Creative Philosophy Inspired by the Sun

May 11, 2004, 12.00am IST
Soma Chakravarty.

Rabindranath Tagore lived up to his name. Rabi means the Sun and like the Sun’s rays the myriad-minded “Great Sentinel” — as Mahatma Gandhi called him — never failed to dazzle with his creative genius, enlightening us with his sagacious insight.



Tagore’s songs, poems, plays, short stories, novels, essays, letters, and paintings take us through his personal reflection of reality, which soon become our own because they touch the core of our heart, bonding us with nature. His writings are a heartfelt appeal for universal peace, love and harmony.


Tagore’s philosophy was not original. His writings, however, reflect ancient mysticism and Vedanta, providing us with glimpses of a higher reality. He acknowledged the concepts of Sivam, Santam, Advaitam — perfection, peace, and non-duality. God to him was God’s creations. He heard God’s music in the pitter-patter of raindrops, His songs in the gurgle of mountain streams, and His cosmic dance in swaying trees, the rhythm of life and death in the ocean’s waves.

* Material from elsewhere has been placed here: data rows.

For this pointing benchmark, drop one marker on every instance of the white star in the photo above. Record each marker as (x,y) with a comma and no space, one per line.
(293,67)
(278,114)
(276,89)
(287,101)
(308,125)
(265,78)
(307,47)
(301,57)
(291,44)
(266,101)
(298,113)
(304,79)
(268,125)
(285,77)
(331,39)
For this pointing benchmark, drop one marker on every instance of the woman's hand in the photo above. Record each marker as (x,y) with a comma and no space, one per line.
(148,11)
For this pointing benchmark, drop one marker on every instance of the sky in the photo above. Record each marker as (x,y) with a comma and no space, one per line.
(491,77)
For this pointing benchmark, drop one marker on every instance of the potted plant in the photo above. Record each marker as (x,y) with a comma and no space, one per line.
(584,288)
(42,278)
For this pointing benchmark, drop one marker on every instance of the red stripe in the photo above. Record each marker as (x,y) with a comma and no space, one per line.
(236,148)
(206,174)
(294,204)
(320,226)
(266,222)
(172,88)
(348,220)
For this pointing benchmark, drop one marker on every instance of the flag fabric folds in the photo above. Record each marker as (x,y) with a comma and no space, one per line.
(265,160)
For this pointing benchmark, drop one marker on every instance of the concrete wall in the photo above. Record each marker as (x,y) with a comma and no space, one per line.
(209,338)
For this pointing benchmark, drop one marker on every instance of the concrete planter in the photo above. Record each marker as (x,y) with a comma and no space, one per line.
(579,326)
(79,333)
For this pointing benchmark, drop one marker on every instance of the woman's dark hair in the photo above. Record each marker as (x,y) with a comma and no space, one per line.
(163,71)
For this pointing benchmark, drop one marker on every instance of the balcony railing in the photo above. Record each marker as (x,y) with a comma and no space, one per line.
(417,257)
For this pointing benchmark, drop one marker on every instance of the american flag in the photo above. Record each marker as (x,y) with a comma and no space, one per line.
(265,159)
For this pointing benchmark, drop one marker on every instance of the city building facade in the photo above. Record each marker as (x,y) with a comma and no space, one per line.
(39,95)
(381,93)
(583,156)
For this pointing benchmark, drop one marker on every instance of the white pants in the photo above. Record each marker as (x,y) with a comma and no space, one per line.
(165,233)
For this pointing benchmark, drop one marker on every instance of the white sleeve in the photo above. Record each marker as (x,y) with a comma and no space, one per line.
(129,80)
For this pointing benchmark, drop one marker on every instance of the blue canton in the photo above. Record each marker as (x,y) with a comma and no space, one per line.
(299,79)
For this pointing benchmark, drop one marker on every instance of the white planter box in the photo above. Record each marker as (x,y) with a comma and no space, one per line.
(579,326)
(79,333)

Tagore’s concept of religion was faith. “Religion that only comes to us from external scriptures never becomes our own, for our only tie with it is that of habit. To gain religion within is man’s great lifelong adventure. In suffering must it be born; On his lifeblood it must live and then whether or not it brings him happiness, the man’s journey shall end in the joy of fulfilment”. He further wrote: “When I go from hence let this be my parting word, that what I have seen is unsurpassable. I have tasted of the hidden nectar of this lotus that expands on the ocean of light, and thus I am blessed...”.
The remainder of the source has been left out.